ENFLASYON ORTAMINDA ÇIKIŞ KONUSUNDA DA TÜRKİYE MÜCADELE EDİYOR
Geçtiğimiz yıl 50 milyar dolar enerji kaynaklarına ayırdığı para bu sene 100 milyar doları geçmiş bulunmaktadır. Nasıl büyük bir sorunla karşı karşıya olduğumuzu 50 milyar doların üzerindeki farkla görmek mümkün. Döviz fiyatlarındaki dalgalanmaların ekonomideki negatif etkisini dikkate aldığımız zaman enflasyonun gerçek sebeplerini daha objektif bir şekilde görmemiz mümkün. Enflasyon ortamında çıkış konusunda da Türkiye mücadele ediyor."
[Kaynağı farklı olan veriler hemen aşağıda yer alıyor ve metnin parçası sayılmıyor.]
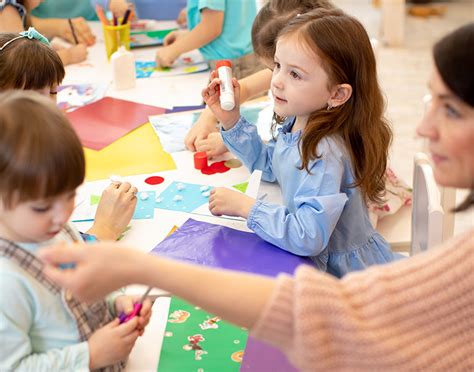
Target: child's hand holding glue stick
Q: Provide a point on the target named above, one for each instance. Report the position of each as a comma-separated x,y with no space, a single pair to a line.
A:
222,95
Enerji kaynaklarını düzenlenmesinin bizim kendi irademizle yapmamız mümkün değil. 40 dolarlardan brent petrolün 120 doların üzerine geçtiği bir dönemden geçtik. Bizim irademizin dışında yeni problemlere yol açıyor. Biz bu sorunun çözümü konusunda kararlı adımlarla ilerlemek durumundayız.
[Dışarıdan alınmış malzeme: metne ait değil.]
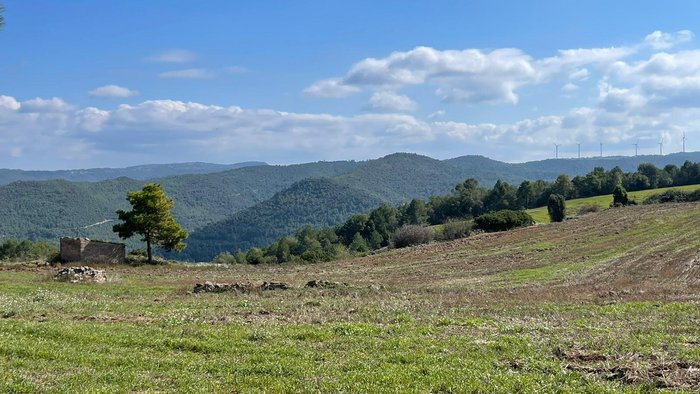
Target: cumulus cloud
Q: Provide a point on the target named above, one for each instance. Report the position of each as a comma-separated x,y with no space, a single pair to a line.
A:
330,88
390,101
173,56
158,130
659,40
113,91
53,104
472,76
189,73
Türkiye'nin ilk çeyrekte yakaladığı yüzde 7.3'lük büyüme Türkiye'nin üretim gücünün arttığını göstermektedir. Bu bizim geleceğe dair duyduğumuz güvenin en önemli kaynaklarından biridir.
Bir diğer kaynağında büyümenin iç talep kaynaklı değil ihracata dayalı ihracatın da sanayi üretimine dayalı bir büyüme olmasıdır. Üretimdeki gücümüz Türkiye'nin gelecekte bu sorunları aşmasına dönük sağlıklı bir pencere içerisinden bakılmasını göstermektedir.
ENFLASYON VAR AMA BİZ ÜRETEREK ENFLASYONU AŞACAĞIZ
Bütün bunlar bize şunu gösteriyor. Enflasyon var ama biz üreterek enflasyonu aşacağız. İhracat yaparak döviz üreterek aşacağız. Döviz üretmeden enflasyonu aşmak mümkün değildi. Türkiye IMF'in kapısını çalıyordu. Türkiye çok şükür o kapıları çalmayacak bir yerdedir. Ekonomisi döviz üretir hale gelmiştir.